GM CEO Mary Barra, flanked by Dan Ammann, left, and Mark Reuss, right, fields questions from reporters after the town hall meeting.

Faulted for a combination of “incompetence and neglect,” General Motors took a serious hit as the results of an independent investigation into its handling of a fatal safety defect were released Thursday – but GM CEO Mary Barra won praise for her efforts to be both transparent about those problems while pushing for much-needed changes within the carmaker’s flawed culture.

The report, prepared by former federal prosecutor Anton Valaskus, found that GM could have done a far better job of dealing with a defective ignition switch now linked to at least 13 deaths. The probe has already led to the dismissal of 15 GM employees – most of them senior managers or executives — while five others have been disciplined.

In a blunt address to 1,200 company workers at GM’s Renaissance Center headquarters in Detroit, Barra clearly tried to balance her message to address a variety of different constituencies. She expressed, “my deepest sympathies to the families that lost loved ones and to those who were injured,” while also presenting a blunt, corporate mea culpa, noting that the handling of the ignition switch problem was “riddled with failures, which led to tragic results.”

Mary Barra spoke to more than 1,000 GM employees about what the company will do in the wake of its internal investigation.

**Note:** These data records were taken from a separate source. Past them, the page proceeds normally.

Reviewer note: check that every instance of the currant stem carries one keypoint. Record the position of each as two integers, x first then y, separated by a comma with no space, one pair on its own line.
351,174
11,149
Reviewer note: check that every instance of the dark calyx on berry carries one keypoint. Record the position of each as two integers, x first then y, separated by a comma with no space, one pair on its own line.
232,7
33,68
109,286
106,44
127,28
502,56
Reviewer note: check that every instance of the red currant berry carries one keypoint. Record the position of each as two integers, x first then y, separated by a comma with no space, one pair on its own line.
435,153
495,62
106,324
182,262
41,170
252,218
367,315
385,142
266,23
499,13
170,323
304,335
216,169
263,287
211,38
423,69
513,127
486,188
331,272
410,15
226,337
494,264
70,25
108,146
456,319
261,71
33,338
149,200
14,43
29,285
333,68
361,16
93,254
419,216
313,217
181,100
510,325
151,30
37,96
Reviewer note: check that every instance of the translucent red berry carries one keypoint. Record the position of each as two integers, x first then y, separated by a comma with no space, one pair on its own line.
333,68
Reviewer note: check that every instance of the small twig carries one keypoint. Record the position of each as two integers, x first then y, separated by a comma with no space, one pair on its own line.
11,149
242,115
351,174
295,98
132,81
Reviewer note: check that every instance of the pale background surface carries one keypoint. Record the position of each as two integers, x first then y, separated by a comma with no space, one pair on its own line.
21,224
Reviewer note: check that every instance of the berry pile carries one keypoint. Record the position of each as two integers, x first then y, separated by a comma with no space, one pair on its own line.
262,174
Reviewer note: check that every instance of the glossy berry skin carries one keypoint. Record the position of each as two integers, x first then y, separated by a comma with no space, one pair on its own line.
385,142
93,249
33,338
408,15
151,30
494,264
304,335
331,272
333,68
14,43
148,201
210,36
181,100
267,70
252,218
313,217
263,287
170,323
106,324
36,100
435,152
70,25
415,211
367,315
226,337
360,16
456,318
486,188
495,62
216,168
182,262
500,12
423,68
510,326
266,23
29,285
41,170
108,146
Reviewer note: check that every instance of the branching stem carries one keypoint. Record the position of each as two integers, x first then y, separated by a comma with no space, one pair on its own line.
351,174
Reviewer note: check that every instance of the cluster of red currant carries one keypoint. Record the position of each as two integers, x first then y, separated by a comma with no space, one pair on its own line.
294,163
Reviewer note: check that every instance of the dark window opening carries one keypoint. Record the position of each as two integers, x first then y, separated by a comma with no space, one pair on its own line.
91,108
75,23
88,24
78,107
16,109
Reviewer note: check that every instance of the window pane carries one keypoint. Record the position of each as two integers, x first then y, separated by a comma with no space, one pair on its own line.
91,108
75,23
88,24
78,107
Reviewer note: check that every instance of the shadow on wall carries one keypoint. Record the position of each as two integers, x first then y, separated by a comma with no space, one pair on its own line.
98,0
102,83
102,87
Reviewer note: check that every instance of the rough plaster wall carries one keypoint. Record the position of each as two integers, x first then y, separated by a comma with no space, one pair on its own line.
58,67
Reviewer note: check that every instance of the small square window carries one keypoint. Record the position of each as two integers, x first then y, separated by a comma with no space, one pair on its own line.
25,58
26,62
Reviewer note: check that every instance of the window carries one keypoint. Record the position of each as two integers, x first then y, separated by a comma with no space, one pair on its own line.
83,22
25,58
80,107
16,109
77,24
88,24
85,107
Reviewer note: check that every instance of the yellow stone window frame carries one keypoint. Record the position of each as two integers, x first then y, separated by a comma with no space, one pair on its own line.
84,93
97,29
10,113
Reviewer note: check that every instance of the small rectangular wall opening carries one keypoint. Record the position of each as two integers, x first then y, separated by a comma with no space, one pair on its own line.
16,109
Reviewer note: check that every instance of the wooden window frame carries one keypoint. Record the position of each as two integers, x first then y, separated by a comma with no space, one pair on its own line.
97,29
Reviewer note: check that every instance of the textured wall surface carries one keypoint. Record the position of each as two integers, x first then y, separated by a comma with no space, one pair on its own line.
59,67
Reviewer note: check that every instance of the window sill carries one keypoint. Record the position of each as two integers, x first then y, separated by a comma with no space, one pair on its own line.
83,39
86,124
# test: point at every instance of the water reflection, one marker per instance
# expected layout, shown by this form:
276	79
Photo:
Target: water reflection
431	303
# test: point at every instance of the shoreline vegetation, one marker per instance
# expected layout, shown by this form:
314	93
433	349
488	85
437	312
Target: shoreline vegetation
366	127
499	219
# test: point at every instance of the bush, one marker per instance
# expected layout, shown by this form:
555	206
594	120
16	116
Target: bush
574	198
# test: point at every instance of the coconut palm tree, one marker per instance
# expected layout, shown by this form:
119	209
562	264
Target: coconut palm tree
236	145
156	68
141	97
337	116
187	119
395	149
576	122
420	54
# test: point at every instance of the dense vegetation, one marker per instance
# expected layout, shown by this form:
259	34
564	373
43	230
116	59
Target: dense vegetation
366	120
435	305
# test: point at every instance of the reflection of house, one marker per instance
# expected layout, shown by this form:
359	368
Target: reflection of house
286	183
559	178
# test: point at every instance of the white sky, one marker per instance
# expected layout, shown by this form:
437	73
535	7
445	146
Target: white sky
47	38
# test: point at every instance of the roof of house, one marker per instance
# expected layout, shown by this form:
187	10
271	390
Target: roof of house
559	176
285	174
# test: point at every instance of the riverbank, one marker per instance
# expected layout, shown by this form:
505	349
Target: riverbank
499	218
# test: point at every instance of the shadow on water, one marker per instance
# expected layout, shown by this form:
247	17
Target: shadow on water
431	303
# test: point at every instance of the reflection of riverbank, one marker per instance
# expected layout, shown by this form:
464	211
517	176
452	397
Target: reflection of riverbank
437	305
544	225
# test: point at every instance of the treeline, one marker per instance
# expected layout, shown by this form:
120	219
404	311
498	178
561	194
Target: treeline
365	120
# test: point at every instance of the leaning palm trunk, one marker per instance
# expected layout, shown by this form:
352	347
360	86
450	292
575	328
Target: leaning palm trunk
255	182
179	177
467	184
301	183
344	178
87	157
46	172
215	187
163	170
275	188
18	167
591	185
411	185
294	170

But Barra didn’t tell her employees that they should all collectively fall on their swords, noted Greg Smith, a consultant with Portland, Maine-based VIA Agency, which has worked with a number of automakers on corporate image problems. Barra, he says, made sure that GM workers came away feeling that they should and could do a better job, and that management will stand behind them, even if it means blowing the whistle on managers who took shortcuts on safety.

The new chief executive was “poised and decisive,” said Smith. “She exhibited real leadership here, addressing both her internal and external constituents.”

“Transparency” has been a key point for Barra since the crisis began with word of the first ignition switch recall in mid-February. The maker has repeatedly expanded that service action since then to cover 2.6 million vehicles, but GM has also launched more than two dozen additional recalls since then, collectively totaling about 15 million cars, trucks and crossovers. And Barra Thursday suggested more recalls are likely in the near-term.

“They had to take corrective action” to prove that her promise to come clean wasn’t just meaningless words, said Don Tanner, a principal with Detroit’s Tanner Friedman, another firm specializing in corporate image issues. “I think (Barra) took an important step today,” following up on earlier promises “that they would be taking corrective action.”

The first woman to serve as CEO of a major automaker, Barra has been in the spotlight since the unexpectedly early retirement of her predecessor, Dan Akerson, late last year. She won initially strong praise but took a drubbing during April hearings on Capitol Hill looking into the ignition switch problem.

(Pattern of “incompetence and neglect” led to recall. For more, Click Here.)

For Barra, the Valukas report came as personal vindication, concluding she did not know about the problem during her prior job as GM’s global product development chief. But, ultimately, she has to make sure that GM itself can find the light at the end of the tunnel. To that effect, frequent critic, Massachusetts Senator Ed Markey was cautiously optimistic.

(Click Here for details about GM firing 15 employees due to recall.)

“This report reveals GM recognizes it must take the difficult but important initial steps to clean up a culture of ineptitude.” The Democrat said in a statement. “But we need more than an accounting of past mistakes; we need to ensure accountability and that permanent measures are put in place to prevent future deaths.”

Simply responding to the Valukas report doesn’t mean the worst is over for either Barra or GM, observers stress. There are still investigations underway by both houses of Congress, by the Securities and Exchange Commission, and by the U.S. Justice Department. Plus, GM will soon, and quite literally, put its money where its corporate mouth is. It has hired Ken Feinberg, who oversaw the 9/11 and BP oil spill compensation funds to handle one GM is setting up for the ignition switch victims.

(To see more about the results of GM’s internal investigation, Click Here.)

“There is still much work to be done,” Lance Cooper, an attorney who has been working with some of those victims, said in a statement.

And Barra will have to continue showing an ability to manage the crisis and balance the needs of her various constituencies.